Romario en el escenario
La teatralidad de la brasileña Elisa Lucinda alegra un festival de poesía algo protocolario
El miércoles por la noche el fútbol estaba desterrado del Palau de la Música Catalana, donde tenía lugar el XVI Festival Internacional de Poesía de Barcelona, la guinda del ciclo Barcelona poesia. Muchos hubieran querido que esa noche estuviese desterrado del planeta, y no por estar contra el deporte. Por eso las risas sonaron algo quebradas cuando el organizador, el poeta Àlex Susanna, agradeció al Barça "la delicadeza de no haber pasado a la final", cosa que sin duda hubiese impedido el lleno que registró el Palau.Vamos a hablar del espectáculo. Primero, de la escenografía de Iago Pericot, anunciada a bombo y platillo. A tele y sombrilla, hubiese sido mejor, pues ésos eran los elementos que la conformaban: 24 pantallas catodizando la imagen de una boca abierta en el momento de decir "¡oh, es él!" y 13 sombrillas blancas, modelo Vinçon, protegiendo a los poetas de unos malos tiempos que parecen haber pasado a la historia. Después, en el primer relevo entre Sarsanedas y Guillermo Carnero (cumplidores ambos), se vio que la boca se movía (para pronunciar sin voz la voz poema en dialecto tortosino, aunque también podía estar diciendo "polèmic" o "en volem més").
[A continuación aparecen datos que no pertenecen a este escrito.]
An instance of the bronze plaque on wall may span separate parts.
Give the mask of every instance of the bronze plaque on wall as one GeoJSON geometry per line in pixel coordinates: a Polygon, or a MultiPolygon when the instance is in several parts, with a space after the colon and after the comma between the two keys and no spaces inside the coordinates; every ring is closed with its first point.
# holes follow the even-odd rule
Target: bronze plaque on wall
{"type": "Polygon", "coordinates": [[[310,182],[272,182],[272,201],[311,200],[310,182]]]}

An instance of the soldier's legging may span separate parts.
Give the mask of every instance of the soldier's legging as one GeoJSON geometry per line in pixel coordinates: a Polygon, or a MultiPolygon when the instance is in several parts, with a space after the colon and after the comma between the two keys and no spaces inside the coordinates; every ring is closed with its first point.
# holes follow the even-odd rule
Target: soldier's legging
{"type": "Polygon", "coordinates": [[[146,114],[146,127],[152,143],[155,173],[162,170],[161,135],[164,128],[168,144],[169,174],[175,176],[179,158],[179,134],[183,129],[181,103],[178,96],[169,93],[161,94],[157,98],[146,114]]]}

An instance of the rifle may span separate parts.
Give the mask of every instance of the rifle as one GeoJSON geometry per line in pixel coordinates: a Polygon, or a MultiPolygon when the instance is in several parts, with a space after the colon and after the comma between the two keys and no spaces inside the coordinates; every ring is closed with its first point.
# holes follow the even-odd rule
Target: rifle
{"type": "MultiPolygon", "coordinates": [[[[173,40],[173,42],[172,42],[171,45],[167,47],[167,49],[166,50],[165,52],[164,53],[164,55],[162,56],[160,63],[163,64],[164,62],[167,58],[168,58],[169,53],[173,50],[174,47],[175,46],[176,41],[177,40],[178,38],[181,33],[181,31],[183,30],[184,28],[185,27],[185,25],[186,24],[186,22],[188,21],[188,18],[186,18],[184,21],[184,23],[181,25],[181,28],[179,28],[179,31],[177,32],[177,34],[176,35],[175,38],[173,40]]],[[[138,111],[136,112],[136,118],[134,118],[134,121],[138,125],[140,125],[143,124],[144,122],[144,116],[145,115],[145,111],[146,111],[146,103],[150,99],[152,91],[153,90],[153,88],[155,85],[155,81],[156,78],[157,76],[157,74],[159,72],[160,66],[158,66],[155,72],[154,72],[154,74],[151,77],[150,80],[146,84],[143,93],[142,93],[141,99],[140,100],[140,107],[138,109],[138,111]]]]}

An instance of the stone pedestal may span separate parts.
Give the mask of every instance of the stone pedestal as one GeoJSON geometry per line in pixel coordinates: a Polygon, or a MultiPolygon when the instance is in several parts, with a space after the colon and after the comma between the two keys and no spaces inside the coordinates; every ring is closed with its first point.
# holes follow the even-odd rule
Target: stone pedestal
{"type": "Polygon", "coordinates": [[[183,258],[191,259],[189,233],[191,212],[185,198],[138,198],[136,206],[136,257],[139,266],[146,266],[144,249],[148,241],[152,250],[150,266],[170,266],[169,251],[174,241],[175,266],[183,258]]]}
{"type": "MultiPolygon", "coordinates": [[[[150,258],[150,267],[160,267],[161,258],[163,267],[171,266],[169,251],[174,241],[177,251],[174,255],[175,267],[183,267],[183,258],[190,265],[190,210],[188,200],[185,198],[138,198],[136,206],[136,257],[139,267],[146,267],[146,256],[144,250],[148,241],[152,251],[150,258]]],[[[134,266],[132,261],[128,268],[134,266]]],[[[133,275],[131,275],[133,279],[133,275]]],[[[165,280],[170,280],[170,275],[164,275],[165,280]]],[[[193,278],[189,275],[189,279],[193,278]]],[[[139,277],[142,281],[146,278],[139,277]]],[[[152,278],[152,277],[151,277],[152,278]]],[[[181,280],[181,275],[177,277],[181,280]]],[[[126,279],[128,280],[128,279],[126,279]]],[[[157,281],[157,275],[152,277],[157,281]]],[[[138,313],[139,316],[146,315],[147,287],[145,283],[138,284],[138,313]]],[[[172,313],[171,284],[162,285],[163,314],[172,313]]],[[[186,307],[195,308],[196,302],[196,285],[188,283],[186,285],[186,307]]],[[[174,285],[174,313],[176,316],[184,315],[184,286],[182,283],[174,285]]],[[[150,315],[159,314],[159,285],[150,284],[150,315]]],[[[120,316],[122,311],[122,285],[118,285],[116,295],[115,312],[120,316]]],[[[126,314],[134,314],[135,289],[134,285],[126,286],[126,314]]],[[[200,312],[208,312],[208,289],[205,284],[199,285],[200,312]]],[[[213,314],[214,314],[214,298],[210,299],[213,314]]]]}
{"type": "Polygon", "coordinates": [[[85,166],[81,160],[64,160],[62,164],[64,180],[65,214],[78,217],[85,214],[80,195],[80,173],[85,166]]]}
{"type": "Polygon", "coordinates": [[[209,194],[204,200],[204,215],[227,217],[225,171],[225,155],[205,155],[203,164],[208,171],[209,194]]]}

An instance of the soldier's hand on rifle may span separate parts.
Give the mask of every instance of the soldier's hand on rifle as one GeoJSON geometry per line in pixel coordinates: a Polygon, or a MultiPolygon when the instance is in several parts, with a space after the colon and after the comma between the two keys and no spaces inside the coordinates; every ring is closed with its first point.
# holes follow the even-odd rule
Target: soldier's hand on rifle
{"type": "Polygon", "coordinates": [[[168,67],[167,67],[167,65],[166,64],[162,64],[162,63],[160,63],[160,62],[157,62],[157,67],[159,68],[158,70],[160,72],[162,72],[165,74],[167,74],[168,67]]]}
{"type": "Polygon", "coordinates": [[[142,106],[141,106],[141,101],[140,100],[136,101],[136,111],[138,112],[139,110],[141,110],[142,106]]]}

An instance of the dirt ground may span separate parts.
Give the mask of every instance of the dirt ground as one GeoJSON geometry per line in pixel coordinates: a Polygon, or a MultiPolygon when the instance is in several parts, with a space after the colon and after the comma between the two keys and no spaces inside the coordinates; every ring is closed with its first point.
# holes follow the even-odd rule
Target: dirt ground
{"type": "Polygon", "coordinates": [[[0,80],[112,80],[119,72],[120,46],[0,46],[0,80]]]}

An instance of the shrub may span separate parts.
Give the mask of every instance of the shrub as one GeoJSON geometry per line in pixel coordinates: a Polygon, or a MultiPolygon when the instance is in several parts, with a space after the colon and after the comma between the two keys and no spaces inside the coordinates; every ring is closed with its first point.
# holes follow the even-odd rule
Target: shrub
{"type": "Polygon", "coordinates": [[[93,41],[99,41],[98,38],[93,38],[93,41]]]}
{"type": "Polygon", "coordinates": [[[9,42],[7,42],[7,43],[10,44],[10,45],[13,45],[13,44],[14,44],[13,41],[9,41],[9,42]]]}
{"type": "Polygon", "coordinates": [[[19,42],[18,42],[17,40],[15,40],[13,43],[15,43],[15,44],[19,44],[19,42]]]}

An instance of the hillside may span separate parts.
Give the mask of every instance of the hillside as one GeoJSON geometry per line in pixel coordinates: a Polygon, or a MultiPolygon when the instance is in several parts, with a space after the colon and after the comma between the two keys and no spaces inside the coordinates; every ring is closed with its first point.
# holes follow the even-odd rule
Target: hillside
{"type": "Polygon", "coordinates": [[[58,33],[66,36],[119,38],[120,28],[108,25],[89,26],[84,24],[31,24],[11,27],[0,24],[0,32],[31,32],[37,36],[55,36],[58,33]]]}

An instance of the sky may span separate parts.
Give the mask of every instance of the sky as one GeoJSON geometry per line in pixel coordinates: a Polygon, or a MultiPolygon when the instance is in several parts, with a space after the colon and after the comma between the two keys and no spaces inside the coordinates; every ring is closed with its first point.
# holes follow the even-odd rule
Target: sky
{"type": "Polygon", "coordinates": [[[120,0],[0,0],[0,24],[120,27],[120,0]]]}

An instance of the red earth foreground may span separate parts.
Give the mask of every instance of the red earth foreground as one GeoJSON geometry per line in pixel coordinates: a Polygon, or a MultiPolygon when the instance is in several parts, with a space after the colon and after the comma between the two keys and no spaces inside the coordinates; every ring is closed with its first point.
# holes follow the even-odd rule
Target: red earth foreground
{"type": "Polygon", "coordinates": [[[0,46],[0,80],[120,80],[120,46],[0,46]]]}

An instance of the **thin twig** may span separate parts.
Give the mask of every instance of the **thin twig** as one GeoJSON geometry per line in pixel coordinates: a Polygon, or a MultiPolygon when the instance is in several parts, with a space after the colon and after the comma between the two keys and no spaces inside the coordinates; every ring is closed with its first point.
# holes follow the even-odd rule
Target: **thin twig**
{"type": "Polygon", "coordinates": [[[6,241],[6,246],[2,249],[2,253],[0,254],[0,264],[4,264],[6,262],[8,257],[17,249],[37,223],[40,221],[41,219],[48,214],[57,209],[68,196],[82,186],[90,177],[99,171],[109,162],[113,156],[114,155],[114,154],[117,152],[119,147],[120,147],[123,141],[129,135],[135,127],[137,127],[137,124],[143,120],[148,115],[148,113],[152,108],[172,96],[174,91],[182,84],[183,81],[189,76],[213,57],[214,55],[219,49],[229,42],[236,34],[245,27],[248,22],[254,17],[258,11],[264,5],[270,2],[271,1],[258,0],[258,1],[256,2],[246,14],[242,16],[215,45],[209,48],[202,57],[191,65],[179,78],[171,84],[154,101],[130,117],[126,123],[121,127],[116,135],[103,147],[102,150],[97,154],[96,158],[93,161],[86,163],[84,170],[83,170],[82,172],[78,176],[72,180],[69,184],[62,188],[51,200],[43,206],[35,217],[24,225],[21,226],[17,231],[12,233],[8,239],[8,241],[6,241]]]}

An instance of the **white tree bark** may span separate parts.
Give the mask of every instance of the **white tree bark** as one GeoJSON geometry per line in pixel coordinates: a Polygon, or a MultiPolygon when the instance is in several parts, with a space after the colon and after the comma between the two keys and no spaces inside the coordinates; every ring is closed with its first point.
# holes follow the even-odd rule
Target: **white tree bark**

Segundo, de la vestimenta. Porque a lo solemne de un evento serio como éste contribuye sin duda la sobriedad del traje oficial de poeta, que para la ocasión compensa el negrísimo habitual con una leve policromía (beis, gris, blanco), aunque tres de los caballeros se permitieron la desfachatez de presentarse desencorbatados: el libanés Abbas Baydoun, el cubano Ramón Fernández Larrea (sustituto, aunque nadie lo hubiera dicho, de la indispuesta Reina María Rodriguez) y el autóctono Raimon Ávila (acorde con su definición de poesía: "Administració homeopàtica de bogeria que salva"). Claro que la palma se la llevaba el gallego Ramiro Fonte, ataviado de representante de pompas fúnebres (y no obstante aplaudido por su poema en memoria de Auschwitz), en dura competencia con el chipriota Michalis Pieris (cuyo griego platónico sumió al respetable en el temor de la caverna). El mallorquín Bartomeu Fiol y el valenciano Jaime Siles tienen demasiada humanidad para fijarse en esos detalles, así que ambos prefirieron ser recordados por recitar con clase (y derroche de cuerdas vocales, el primero) su buena poesía.
A propósito de ellas
Tercero, de ellas. Porque dos iban de negro riguroso pero elegante, aunque a la quebequesa Hélène Dorion le sirvió para esconderse tras su vocecita y en cambio a la croata Sibila Petlevski para electrizar al público con su interpretación de Cruella de Vil: susurrando en croata y maldiciendo en inglés, se la veía a punto de lanzar una imprecación que mandaría a todos los presentes al infierno en una nube de sulfuro. En cuanto a la brasileña... ¡Ah, la brasileña! Eso no era poesía, eso era teatro, cabaret, revista. Cubriendo apenas su piel de color arena de Copacabana al atardecer con un vestido muestra de Ariel lava más blanco pero encoge, y encima un chal ante cuyo verde chillón Crivillé pasaría de 0 a 100 en medio segundo, Elisa Lucinda demostró en 10 minutos de show total por qué dirige una escuela de recitar: se acercó al estrado contorneándose, pasó de largo para acercarse más al público, se despojó del semáforo, se sentó en una de las pantallas, se levantó... y se lanzó a un recitado explosivo, colorista, gestual, culebronesco. De memoria, por supuesto. Riendo, llorando y suspirando, hablando del drama de las meninas da rua y de la torpeza de los hombres en el amor. Se metió al público en la vuelta del vestido. ¿Que eso no era poesía? ¿Pero no íbamos a hablar de espectáculo?